Invertebrates can be posted legally. Its best to use royal mail special delivery, as thats a next day service that has to be signed for. Pack them in a small pot with substrate in so they dont get shaken about, and dont send them out if its going to be really cold:2thumb:


----------



## AnythingWithAShell (Apr 14, 2009)

Perfectly legal to post them. Make sure and pack them properly though, and it's a good idea to mark the package as containing live inverts. 

At this time of year you shouldn't use any service other than a guaranteed next day.


----------



## Stavros88 (Dec 6, 2008)

grannykins said:


> Invertebrates can be posted legally.


:lol2::lol2::lol2::lol2::lol2::lol2::lol2::lol2:

This amuses me greatly! I know a few uni lecturers who will be getting a scorpion in the mail :devil:


----------



## brian (Oct 22, 2005)

The best thing to do in waight till an inch or just a bit bigger put in big clear container with water No dirt or anything feed on carrots for a few days untill poo an orangeish colour then half fill pan with hot water not boiling but hot and then drop in for 5 mins simmering and then eat um.....I tdea of carrots is so you know nothing else in them but carrot....:whistling2:


----------



## Ozgi (Jun 1, 2008)

AnythingWithAShell said:


> Perfectly legal to post them. Make sure and pack them properly though, and it's a good idea to mark the package as containing live inverts.
> 
> At this time of year you shouldn't use any service other than a guaranteed next day.


I personally don't like writing anything on the parcel that tells the Royal Mail staff that there are live bugs inside. I've heard nasty stories about them kicking boxes around the sorting office because they thought there were insects in there.


----------



## the mighty P (Feb 6, 2010)

Stavros88 said:


> :lol2::lol2::lol2::lol2::lol2::lol2::lol2::lol2:
> 
> This amuses me greatly! I know a few uni lecturers who will be getting a scorpion in the mail :devil:


:lol2: i like it!!


----------



## CactuarJon (Mar 4, 2009)

I got turned away by royal mail once for trying to post a few adult GALS... they brung up their legislation code on what was legal to post and what wasn't and land snails AREN'T on that list!

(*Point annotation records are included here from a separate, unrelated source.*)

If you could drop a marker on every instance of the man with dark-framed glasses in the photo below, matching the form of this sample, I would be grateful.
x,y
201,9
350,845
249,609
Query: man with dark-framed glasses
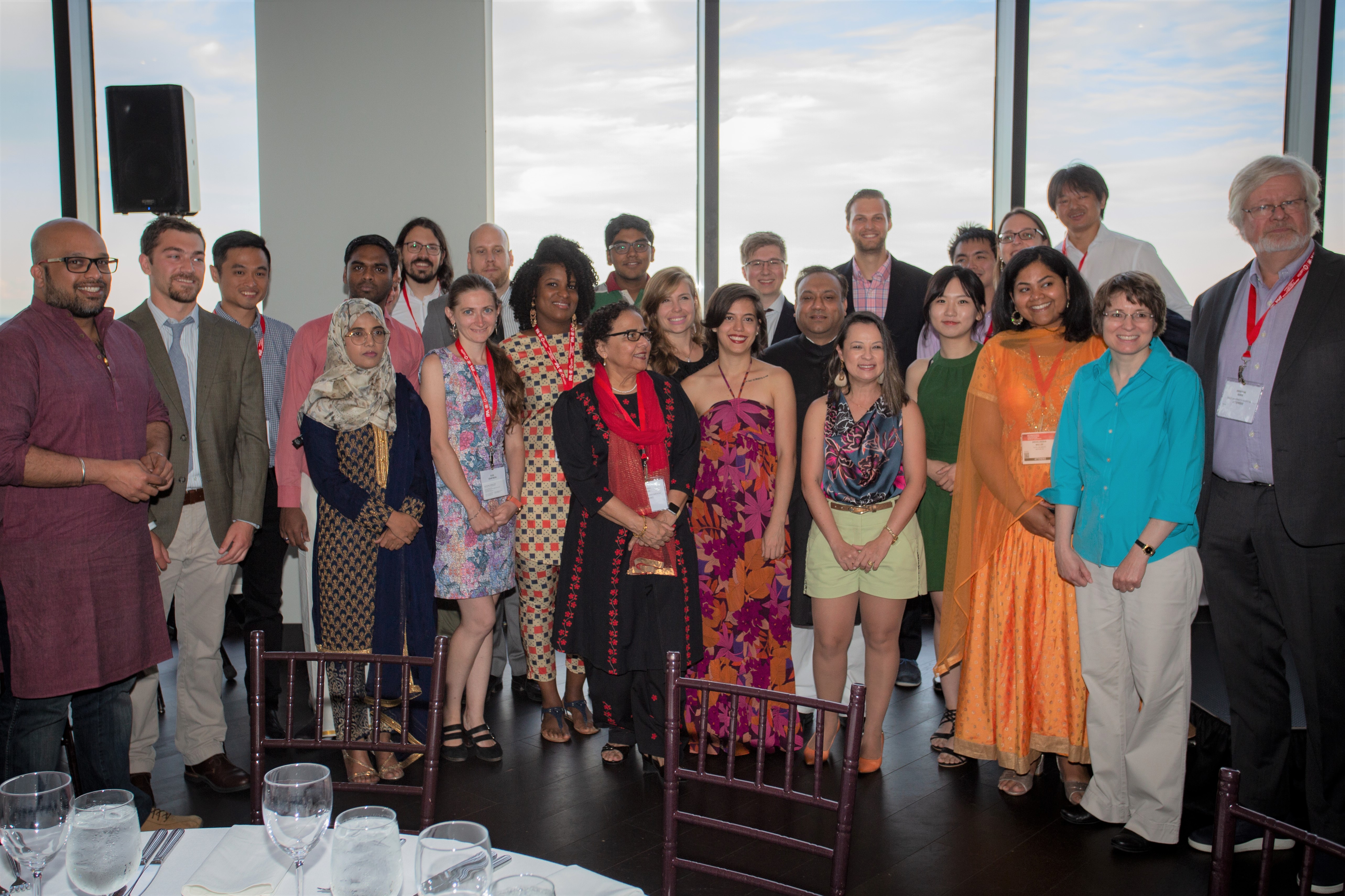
x,y
630,251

So i repacked them and posted them and lied about what was inside :lol2:

So, it's legal if you don't tell royal mail what you're posting! :whistling2:


----------



## Stavros88 (Dec 6, 2008)

SkyCaptain said:


> I got turned away by royal mail once for trying to post a few adult GALS... they brung up their legislation code on what was legal to post and what wasn't and land snails AREN'T on that list!
> 
> So i repacked them and posted them and lied about what was inside :lol2:
> 
> So, it's legal if you don't tell royal mail what you're posting! :whistling2:


And snails make (presumably) no noise... tis a perfect plan :no1:


----------



## Oderus (Nov 24, 2009)

Yup just keep stum and don't mark the box : victory:

Strange that snails are not on the RM live animal exemptions list, as they are near as damn harmless to humans (apart from concerns which would be improper to mention on a pet snail thread) unlike venomous animals that many postal workers have legitimate worries about.


----------



## UkReptiles (Feb 2, 2010)

nope i hope not.


----------



## haunted-havoc (Aug 6, 2009)

i got mine through the mail. if it was illegal it would put alot of live food over the net buissneses outta work


----------